This paper presents a new approach to multimodal emotion recognition, combining visual and linguistic information more effectively through contrastive learning and visual sequence compression. The system shows improved accuracy in recognizing emotions across different modalities. Potential applications include human-computer interaction, mental health monitoring, and customer service analysis where understanding emotional context is crucial.

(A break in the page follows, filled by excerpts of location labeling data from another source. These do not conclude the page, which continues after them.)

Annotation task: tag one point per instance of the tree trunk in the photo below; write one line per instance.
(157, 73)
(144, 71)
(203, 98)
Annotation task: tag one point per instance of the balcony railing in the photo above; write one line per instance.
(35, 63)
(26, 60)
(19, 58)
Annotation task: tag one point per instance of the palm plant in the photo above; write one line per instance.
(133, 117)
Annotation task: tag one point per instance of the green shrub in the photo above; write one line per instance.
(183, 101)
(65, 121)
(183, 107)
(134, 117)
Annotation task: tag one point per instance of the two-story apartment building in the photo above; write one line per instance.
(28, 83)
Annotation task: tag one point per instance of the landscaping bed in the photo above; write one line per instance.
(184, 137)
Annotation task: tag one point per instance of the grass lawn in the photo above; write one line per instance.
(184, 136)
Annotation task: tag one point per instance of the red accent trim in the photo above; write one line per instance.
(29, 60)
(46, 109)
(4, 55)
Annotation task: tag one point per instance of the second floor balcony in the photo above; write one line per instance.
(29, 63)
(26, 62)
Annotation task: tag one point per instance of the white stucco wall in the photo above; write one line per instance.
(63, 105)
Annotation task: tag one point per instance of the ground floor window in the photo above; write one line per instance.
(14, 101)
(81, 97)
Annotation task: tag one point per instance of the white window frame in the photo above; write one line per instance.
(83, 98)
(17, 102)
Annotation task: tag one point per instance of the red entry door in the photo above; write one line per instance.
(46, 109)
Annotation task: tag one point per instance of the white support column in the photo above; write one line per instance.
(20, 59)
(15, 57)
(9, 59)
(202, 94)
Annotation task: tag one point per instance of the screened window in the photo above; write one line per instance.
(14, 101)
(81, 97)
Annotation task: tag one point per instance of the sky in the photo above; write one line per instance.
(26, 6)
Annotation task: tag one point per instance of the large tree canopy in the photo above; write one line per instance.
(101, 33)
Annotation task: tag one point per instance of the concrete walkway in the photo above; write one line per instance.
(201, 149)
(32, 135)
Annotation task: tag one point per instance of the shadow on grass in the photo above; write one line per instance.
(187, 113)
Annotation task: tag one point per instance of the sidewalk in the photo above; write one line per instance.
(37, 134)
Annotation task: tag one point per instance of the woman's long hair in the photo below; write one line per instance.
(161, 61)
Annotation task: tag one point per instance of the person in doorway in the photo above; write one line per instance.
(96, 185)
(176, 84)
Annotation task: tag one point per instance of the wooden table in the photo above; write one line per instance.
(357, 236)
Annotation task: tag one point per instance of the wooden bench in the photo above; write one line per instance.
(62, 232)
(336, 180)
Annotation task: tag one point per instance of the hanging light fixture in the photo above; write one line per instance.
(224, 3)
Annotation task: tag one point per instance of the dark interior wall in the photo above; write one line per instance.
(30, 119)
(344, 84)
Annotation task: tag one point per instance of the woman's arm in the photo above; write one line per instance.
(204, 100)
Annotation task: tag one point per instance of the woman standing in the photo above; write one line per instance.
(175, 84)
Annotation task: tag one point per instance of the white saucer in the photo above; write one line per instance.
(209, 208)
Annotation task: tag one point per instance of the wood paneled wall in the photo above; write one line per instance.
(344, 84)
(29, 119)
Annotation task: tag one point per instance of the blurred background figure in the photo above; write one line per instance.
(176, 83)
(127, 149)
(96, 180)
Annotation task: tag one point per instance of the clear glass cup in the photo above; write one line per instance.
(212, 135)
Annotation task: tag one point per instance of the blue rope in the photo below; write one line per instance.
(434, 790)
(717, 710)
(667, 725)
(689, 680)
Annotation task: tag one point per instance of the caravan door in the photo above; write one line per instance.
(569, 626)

Authors:  Wei Dai, Dequan Zheng, Feng Yu, Yanrong Zhang, Yaohui Hou

Link:  https://arxiv.org/abs/2502.08573v1

Date: 2025-02-12

Summary:

With the advancement of artificial intelligence and computer vision technologies, multimodal emotion recognition has become a prominent research topic. However, existing methods face challenges such as heterogeneous data fusion and the effective utilization of modality correlations. This paper proposes a novel multimodal emotion recognition approach, DeepMSI-MER, based on the integration of contrastive learning and visual sequence compression. The proposed method enhances cross-modal feature fusion through contrastive learning and reduces redundancy in the visual modality by leveraging visual sequence compression. Experimental results on two public datasets, IEMOCAP and MELD, demonstrate that DeepMSI-MER significantly improves the accuracy and robustness of emotion recognition, validating the effectiveness of multimodal feature fusion and the proposed approach.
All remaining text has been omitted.